Now if he could stop harassing my plants, he'd be a better house guest...
no subject
You... I know it isn't great to say that shouldn't let yourself slide down it, because that is so much easier said than done, but purposefully dwelling on it will always hurt, in the long run. And if it's something that happened in the past, nothing can be done to change it. It's a pointless kind of hurt.
(Funny how she's dishing out this Extreme Wisdom but will absolutely not abide by her own rules, huh. That's humans for you.)
Yeah? Are you working here too?
(Lucretia's thought about getting a dog at one point, but now she has Junior, so that's a moot point.
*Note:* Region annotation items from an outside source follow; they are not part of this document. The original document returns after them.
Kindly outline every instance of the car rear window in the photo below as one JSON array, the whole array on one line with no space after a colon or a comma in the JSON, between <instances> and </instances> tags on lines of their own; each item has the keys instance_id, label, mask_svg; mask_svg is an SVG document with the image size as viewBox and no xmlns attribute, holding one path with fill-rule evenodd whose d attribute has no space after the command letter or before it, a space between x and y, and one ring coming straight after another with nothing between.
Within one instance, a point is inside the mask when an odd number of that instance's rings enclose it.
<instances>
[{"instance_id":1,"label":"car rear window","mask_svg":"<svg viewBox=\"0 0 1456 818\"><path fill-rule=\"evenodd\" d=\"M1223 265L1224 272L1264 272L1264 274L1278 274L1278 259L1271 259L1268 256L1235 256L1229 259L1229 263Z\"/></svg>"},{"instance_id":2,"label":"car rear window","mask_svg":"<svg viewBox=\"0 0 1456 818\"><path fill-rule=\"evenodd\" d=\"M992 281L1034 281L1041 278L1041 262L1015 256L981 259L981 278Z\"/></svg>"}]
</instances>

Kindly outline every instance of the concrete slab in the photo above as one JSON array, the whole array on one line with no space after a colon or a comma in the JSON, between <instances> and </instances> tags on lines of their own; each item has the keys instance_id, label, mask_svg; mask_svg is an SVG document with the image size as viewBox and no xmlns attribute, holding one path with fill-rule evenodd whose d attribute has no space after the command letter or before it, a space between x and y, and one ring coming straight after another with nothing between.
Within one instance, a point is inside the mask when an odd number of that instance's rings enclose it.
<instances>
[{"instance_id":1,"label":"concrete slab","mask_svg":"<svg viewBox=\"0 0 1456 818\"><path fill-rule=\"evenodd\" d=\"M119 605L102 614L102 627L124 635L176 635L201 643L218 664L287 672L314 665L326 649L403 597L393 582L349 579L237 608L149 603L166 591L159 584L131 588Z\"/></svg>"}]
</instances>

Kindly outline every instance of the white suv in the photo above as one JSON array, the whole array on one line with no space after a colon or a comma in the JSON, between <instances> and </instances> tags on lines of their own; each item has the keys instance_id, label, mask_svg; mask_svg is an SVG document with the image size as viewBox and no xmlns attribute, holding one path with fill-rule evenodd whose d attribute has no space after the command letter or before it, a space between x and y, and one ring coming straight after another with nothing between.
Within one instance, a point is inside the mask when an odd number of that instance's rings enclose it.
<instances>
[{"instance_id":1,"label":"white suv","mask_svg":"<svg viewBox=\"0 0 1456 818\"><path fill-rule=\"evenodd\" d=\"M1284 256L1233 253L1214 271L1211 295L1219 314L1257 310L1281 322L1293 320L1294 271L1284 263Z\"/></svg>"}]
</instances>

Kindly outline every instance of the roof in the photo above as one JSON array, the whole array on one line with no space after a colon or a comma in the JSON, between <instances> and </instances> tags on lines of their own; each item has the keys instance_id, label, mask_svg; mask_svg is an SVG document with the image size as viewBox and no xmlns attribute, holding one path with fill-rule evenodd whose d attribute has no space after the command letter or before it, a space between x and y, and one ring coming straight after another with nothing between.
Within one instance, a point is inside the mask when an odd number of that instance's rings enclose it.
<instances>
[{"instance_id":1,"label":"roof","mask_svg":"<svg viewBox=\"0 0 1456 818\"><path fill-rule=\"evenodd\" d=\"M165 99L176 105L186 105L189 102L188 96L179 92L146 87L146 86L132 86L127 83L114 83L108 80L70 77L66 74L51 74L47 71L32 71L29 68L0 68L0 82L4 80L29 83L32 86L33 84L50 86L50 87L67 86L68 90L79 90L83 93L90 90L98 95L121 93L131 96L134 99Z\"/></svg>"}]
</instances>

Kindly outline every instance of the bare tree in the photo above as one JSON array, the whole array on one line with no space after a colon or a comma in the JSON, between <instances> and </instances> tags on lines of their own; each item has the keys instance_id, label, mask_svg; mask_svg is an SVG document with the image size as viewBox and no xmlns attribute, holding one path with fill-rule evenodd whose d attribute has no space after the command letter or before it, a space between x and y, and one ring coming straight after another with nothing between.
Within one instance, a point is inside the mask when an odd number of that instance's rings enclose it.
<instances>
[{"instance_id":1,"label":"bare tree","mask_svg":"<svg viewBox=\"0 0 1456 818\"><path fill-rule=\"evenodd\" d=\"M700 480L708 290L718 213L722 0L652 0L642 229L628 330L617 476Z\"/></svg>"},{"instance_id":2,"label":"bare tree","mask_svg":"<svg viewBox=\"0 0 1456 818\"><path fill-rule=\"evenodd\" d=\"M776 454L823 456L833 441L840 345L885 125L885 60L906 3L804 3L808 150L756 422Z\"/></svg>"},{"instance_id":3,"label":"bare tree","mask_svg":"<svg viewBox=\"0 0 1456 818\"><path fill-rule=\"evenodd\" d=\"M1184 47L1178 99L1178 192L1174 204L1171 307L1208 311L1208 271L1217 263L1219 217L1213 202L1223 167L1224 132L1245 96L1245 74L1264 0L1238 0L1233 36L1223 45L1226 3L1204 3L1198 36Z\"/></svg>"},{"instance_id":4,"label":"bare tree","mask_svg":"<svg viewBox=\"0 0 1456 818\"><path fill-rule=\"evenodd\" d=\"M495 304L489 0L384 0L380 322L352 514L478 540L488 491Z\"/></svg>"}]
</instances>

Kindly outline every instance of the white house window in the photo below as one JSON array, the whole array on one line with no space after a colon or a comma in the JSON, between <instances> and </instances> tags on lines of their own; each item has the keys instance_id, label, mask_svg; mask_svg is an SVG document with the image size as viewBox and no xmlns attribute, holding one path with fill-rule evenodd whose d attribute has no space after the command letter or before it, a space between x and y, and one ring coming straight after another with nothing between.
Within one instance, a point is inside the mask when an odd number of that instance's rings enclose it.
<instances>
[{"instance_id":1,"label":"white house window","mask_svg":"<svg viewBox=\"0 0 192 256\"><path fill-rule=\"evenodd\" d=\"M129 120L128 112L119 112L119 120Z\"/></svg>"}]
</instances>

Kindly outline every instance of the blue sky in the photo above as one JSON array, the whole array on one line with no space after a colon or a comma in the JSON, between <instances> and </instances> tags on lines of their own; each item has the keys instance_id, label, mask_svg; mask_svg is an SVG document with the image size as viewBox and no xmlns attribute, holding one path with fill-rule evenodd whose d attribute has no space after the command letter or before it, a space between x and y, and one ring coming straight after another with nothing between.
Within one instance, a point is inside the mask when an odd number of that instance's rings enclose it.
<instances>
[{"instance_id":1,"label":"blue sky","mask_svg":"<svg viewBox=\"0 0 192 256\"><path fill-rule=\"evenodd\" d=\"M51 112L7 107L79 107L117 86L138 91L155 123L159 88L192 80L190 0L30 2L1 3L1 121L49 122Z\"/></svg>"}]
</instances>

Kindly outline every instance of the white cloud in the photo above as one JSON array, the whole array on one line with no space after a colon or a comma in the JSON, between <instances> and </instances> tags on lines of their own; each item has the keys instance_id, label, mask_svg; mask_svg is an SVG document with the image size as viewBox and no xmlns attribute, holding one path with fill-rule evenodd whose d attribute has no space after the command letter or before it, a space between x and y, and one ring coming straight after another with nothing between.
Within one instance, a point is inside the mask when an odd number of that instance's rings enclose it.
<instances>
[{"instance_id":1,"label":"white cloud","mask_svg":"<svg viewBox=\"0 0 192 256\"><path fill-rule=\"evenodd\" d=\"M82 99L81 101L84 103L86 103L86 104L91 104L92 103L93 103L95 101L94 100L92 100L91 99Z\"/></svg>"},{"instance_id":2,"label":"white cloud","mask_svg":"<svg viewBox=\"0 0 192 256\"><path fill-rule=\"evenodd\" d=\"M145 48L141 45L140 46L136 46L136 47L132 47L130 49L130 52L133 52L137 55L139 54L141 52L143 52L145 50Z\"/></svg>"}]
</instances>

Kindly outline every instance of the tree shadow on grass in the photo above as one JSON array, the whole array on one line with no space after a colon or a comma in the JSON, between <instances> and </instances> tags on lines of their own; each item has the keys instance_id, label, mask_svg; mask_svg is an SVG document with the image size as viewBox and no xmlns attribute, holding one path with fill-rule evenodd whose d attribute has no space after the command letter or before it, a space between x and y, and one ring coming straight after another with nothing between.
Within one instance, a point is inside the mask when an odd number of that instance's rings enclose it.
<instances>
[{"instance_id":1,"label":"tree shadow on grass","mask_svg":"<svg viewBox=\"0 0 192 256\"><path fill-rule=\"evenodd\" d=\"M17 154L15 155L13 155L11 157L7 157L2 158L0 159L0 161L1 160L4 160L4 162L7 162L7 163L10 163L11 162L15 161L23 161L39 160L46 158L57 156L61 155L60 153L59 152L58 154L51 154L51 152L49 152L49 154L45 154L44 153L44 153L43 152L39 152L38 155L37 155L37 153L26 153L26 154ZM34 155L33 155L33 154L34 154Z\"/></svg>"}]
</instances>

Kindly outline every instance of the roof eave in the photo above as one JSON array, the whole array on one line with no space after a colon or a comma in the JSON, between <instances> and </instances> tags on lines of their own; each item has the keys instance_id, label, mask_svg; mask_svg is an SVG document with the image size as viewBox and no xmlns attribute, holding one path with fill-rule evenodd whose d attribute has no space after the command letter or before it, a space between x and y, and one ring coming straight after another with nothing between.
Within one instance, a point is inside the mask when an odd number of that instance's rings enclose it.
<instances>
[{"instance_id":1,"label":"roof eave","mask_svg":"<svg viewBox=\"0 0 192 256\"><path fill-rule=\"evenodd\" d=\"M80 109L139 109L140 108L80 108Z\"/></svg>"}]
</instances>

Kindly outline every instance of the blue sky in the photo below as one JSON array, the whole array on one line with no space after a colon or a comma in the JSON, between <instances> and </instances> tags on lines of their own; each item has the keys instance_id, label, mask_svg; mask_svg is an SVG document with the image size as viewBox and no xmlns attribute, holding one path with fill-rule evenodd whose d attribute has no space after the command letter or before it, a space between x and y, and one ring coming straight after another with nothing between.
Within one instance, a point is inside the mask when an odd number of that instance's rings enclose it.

A shame, because she likes the idea of being forced to take a lot of walks.) You're a fan of quiet time? Me too.
It's, uh, quite hard to train cats though isn't it? I was under the impression that they mostly do whatever.
no subject
It's not.. something I linger on very often. I suppose it's just the.. ghosts around, and the weather lately that's gotten me thinking about things that are unchangeable at this point. [ Seeing and hearing Iggy again had been... a bit much, for Re-L's psyche. She's stayed mostly in her apartment ever since, not able to justify the risk of being a complete emotional fool in front of other people again just yet. Besides, Atlas needs her near constant supervision so it was a convenient excuse to stay in and avoid the ghosts of yesterday. ]
I am. I'm doing detective work for the Quarantine. [ Not that there was ever anything too gory to look in to, unlike in Romdeau - ]
I prefer quiet to large groups and loud voices.. time alone is just as important to me as time to be social.
Technically, yes. But that doesn't mean I'm not going to at least give it a shot with him. It won't kill either of us to give it a chance.
no subject
(The atmosphere certainly doesn't lend itself to staying in the present moment. Lucretia is careful with this next question, as she understands the answers can be very personal in nature.) Have you, uh, been seeing ghosts?
(Perhaps she's been investigating them, if she is a detective. How exciting. Lucretia grins, chinning her hand.) I don't know if to hope you're inundated with work or not; is it going well?
no subject
I did, once. [ She's not going to go in to details. It's all incredibly raw all over again, seeing her autoreiv's disembodied head laid out on the pavement as if she hadn't laid what she could find of him to rest in cold soil on her own version of Earth long enough ago that it wouldn't be possible. ] - I've tried to avoid the spaces where they appear most often since. This place.. has a tendency to be too personal.
[ At least when it comes to work she's happy for the diversion to the subject, making a slight hand weighing motion. ]
Good and bad. This place is not nearly as active as home, but that's not a bad thing for the residents. People do generally have petty crime things going at all times, small cases where we're seeking out missing persons outside in the old city.. I actually prefer those.
Exploring the ruins is almost... relaxing in a way.